The plugin uses GNU autotools for its build system. You can build it as follows:
$ ./configure
$ make
$ sudo make install
If you want to install the plugin in a custom path, use the --prefix
configure flag to provide the path. You can also point the build to custom
dependencies with the following flags:
--with-libfabric=PATH Path to non-standard libfabric installation
--with-cuda=PATH Path to non-standard CUDA installation
--with-mpi=PATH Path to non-standard MPI installation
--with-hwloc=PATH Path to non-standard HWLOC installation
By default, the configure script attempts to auto-detect whether it is running on an AWS EC2 instance, and if so enables AWS-specific optimizations. These optimizations can be enabled regardless of build machine with the following config option:
--enable-platform-aws Enable AWS-specific configuration and optimizations.
(default: Enabled if on EC2 instance)
To enable trace messages for debugging (disabled by default), use the following config option:
--enable-trace Enable printing trace messages
To enable UBSAN (Undefined Behaviour Sanitizer), use the following config option:
--enable-ubsan Enable undefined behaviour checks with UBSAN
To enable memory access checks with ASAN (disabled by default), use the following config option:
--enable-asan Enable ASAN memory access checks
In case plugin is configured with --enable-asan
and the executable
binary is not compiled and linked with ASAN support, it is required to
preload the ASAN library, i.e., run the application with export LD_PRELOAD=<path to libasan.so>
.
In case plugin is configured with --enable-asan
and the plugin is
run within a CUDA application, environment variable ASAN_OPTIONS
needs to include protect_shadow_gap=0
. Otherwise, ASAN will crash on
out-of-memory.
NCCL currently has some memory leaks and ASAN reports memory leaks by
default on process exit.
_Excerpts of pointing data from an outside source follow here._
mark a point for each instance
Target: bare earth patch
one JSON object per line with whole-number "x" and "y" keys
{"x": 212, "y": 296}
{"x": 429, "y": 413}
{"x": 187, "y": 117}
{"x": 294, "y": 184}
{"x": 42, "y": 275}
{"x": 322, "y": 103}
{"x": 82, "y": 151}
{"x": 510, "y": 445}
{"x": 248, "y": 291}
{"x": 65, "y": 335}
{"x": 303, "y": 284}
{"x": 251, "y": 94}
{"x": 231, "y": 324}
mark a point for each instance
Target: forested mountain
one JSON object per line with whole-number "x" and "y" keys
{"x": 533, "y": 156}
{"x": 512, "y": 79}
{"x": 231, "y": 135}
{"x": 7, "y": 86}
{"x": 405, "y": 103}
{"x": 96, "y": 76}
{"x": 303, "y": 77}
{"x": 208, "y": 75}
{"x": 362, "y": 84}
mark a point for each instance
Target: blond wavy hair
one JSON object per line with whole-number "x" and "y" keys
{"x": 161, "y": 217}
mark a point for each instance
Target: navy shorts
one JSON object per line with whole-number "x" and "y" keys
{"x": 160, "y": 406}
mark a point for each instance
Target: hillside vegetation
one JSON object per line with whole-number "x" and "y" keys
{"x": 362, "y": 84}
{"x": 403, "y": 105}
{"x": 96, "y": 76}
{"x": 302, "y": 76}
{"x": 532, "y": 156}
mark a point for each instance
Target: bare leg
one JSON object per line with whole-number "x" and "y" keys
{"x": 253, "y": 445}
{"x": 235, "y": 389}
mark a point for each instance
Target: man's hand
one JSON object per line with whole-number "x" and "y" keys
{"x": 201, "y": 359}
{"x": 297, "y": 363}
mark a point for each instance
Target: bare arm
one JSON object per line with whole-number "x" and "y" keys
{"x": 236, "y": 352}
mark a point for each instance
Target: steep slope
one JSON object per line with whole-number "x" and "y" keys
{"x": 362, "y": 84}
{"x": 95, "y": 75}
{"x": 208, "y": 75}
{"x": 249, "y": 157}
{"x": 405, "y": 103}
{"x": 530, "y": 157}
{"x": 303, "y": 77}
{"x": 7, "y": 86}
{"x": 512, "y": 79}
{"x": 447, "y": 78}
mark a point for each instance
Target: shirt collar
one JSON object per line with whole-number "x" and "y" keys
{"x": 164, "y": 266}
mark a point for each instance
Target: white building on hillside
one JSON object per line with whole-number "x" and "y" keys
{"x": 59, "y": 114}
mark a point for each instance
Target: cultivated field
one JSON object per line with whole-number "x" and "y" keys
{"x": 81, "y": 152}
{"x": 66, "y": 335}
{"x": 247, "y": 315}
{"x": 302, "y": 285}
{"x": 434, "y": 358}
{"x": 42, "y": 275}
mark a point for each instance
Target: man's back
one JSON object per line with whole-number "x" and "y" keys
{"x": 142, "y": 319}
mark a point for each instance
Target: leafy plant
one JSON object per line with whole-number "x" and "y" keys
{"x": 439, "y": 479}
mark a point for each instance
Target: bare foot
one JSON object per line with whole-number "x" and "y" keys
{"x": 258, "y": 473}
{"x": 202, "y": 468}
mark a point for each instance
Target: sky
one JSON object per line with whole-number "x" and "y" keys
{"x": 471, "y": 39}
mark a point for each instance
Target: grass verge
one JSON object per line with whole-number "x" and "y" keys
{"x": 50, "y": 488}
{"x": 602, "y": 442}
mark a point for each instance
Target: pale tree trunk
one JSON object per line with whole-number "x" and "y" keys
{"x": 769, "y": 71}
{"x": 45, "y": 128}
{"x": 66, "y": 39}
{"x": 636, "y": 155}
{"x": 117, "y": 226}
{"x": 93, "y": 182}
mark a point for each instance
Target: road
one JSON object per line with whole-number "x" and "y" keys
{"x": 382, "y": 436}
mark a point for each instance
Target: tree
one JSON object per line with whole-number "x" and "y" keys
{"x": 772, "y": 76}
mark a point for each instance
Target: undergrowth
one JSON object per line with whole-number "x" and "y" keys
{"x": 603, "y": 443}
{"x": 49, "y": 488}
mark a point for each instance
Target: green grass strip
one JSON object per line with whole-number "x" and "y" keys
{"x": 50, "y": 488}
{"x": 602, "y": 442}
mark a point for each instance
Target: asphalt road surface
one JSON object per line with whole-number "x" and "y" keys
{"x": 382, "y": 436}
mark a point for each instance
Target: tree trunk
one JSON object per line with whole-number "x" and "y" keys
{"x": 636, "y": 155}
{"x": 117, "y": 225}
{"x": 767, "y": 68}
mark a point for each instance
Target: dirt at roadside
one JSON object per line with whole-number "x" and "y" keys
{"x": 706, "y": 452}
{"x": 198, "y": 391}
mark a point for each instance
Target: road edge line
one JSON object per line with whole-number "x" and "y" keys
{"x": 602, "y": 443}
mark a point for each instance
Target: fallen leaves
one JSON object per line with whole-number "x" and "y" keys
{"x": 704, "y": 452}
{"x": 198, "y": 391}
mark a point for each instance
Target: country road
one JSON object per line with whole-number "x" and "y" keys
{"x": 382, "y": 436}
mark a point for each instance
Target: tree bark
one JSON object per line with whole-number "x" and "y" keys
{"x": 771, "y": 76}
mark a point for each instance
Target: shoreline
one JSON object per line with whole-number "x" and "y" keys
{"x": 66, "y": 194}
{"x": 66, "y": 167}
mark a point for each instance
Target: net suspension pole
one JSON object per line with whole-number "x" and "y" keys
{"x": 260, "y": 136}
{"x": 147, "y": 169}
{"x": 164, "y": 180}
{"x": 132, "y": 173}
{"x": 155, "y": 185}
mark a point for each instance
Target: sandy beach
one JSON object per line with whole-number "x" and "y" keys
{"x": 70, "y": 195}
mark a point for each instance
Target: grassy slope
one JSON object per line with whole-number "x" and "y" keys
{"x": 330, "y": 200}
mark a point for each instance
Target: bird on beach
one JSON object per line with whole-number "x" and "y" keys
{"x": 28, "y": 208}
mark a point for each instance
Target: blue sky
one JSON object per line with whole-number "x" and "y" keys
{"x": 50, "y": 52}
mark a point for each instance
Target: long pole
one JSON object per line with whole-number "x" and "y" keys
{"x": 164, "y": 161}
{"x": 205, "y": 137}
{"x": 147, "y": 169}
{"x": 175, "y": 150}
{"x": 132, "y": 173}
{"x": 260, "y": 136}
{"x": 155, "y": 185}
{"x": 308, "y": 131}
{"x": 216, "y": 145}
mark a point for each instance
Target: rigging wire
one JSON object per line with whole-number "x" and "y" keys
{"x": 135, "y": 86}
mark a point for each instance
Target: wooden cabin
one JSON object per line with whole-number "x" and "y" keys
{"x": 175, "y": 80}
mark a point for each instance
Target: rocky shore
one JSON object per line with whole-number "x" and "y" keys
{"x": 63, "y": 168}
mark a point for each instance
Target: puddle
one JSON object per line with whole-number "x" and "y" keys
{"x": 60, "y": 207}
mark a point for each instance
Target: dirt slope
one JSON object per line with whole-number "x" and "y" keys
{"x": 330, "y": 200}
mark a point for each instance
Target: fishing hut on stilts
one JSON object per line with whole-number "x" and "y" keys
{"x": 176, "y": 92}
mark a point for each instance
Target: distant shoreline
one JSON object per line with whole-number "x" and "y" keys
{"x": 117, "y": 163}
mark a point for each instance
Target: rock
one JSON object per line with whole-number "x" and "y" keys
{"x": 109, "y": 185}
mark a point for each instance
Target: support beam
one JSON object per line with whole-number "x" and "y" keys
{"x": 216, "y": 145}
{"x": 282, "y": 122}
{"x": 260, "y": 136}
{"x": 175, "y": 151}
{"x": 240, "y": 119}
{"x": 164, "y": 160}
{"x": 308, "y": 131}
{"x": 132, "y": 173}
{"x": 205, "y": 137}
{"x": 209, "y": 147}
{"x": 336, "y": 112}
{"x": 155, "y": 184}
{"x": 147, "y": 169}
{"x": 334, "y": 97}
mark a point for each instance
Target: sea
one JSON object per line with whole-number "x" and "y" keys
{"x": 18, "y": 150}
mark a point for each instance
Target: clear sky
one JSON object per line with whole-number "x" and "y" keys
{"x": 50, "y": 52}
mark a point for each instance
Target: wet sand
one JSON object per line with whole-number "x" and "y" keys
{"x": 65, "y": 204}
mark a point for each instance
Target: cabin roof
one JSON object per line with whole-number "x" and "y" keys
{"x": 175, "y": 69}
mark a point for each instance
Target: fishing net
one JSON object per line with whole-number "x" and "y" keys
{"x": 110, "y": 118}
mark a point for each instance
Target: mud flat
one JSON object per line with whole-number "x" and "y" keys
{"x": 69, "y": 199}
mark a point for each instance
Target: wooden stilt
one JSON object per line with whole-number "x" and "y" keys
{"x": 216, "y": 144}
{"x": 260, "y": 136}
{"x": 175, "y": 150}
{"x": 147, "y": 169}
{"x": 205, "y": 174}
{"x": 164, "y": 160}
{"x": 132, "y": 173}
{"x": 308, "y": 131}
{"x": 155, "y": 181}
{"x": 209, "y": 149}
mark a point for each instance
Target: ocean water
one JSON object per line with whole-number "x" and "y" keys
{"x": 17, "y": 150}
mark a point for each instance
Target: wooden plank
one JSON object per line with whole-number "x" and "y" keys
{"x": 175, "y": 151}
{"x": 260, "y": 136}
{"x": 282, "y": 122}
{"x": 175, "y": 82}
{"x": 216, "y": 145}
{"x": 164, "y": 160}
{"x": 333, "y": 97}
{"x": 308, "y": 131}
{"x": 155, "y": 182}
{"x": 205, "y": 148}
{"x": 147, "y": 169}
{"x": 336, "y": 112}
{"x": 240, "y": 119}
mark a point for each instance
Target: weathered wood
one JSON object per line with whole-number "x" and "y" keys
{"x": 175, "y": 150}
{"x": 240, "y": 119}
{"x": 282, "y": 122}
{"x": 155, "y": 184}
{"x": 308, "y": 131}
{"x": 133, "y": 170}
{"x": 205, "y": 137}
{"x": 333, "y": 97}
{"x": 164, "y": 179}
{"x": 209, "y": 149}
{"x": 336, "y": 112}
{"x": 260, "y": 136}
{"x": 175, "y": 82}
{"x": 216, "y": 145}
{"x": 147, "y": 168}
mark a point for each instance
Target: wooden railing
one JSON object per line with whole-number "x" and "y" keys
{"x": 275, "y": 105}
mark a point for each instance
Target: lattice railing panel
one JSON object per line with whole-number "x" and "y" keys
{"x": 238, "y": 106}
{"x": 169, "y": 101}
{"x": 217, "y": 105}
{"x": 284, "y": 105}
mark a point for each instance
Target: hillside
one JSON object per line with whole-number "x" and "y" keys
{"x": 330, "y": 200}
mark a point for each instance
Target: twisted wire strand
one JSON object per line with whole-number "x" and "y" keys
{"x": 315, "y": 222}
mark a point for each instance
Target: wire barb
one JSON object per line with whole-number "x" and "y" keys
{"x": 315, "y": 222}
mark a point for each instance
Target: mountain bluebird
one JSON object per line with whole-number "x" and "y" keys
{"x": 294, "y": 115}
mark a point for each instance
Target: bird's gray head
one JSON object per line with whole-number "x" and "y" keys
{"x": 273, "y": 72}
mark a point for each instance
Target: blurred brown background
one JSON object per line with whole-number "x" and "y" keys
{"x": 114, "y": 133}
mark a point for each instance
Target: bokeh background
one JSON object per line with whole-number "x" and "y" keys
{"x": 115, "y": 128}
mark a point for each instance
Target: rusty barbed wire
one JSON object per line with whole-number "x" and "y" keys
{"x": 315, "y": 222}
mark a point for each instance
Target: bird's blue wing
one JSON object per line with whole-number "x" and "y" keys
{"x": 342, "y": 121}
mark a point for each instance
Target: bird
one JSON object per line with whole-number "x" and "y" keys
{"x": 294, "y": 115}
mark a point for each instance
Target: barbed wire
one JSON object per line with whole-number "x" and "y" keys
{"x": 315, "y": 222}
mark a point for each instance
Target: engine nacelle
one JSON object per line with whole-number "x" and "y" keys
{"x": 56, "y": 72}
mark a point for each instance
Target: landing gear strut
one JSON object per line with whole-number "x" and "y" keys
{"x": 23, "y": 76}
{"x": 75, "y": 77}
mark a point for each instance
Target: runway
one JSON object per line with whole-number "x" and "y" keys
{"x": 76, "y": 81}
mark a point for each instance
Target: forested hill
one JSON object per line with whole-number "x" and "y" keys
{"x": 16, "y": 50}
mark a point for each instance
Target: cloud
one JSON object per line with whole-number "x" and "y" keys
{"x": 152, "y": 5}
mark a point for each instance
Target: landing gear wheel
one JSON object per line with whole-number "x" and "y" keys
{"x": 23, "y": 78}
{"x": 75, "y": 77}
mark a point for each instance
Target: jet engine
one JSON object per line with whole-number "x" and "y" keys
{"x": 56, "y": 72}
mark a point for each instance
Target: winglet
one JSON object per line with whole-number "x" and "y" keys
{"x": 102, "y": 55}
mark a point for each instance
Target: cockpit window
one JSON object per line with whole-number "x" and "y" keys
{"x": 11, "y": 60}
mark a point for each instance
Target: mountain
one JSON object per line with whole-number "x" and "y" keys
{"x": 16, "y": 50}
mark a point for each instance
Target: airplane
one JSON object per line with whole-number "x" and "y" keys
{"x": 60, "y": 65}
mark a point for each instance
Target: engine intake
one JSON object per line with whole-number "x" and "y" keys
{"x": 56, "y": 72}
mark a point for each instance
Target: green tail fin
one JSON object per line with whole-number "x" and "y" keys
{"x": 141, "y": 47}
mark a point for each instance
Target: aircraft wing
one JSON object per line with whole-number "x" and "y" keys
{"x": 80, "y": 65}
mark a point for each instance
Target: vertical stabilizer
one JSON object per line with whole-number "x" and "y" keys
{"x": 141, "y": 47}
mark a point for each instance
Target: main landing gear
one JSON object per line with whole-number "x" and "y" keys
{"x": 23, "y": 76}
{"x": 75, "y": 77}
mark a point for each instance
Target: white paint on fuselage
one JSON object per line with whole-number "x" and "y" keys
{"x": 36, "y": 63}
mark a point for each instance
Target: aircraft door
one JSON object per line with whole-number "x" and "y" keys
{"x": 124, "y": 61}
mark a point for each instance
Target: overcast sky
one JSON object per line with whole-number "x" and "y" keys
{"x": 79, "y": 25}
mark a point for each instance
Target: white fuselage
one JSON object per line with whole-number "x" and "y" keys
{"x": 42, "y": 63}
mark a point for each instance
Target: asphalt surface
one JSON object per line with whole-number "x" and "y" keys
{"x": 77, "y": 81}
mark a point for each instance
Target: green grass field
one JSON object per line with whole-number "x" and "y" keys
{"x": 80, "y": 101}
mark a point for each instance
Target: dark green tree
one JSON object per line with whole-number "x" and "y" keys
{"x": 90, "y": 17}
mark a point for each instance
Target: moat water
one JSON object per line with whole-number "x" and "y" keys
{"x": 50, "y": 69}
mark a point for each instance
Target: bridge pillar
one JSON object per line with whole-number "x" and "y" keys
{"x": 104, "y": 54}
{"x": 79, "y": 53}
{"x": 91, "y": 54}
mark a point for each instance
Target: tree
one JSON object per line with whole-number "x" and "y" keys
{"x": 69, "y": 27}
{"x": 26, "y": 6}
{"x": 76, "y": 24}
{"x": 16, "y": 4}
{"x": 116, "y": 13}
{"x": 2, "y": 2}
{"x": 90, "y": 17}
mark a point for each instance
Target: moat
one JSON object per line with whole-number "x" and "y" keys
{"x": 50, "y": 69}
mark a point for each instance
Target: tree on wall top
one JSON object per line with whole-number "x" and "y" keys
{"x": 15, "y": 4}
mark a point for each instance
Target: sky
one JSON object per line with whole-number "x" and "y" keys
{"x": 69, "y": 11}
To avoid warnings on such memory leaks, e.g.,
only invalid memory accesses are of interest, add detect_leaks=0
to
ASAN_OPTIONS
.
To enable memory access checks with valgrind (disabled by default), use the following config option:
-with-valgrind[=PATH] Enable valgrind memory access checks
Use optional parameter PATH
to point the build to a custom path
where valgrind is installed. The memory access checkers ASAN and
valgrind are mutually exclusive.
In case plugin allocates a block of memory to store multiple structures, redzones are added between adjacent objects such that memory access checker can detect access out of the boundaries of these objects. The redzones are dedicated memory areas that are marked as not accessible by memory access checkers. The default size of redzones is 16 bytes in case memory access checks are enabled and 0 otherwise. To control the size of redzones, use the following config option:
MEMCHECK_REDZONE_SIZE=REDZONE_SIZE Size of redzones in bytes
Redzones are required to be a multiple of 8 due to ASAN shadow-map granularity.
LTTNG tracing is documented in the doc/tracing.md file.
To enable LTTNG tracing, use the following configuration option:
--with-lttng=PATH Path to LTTNG installation
By default, tests are built. To disable building tests, use the following config option:
--disable-tests Disable build of tests.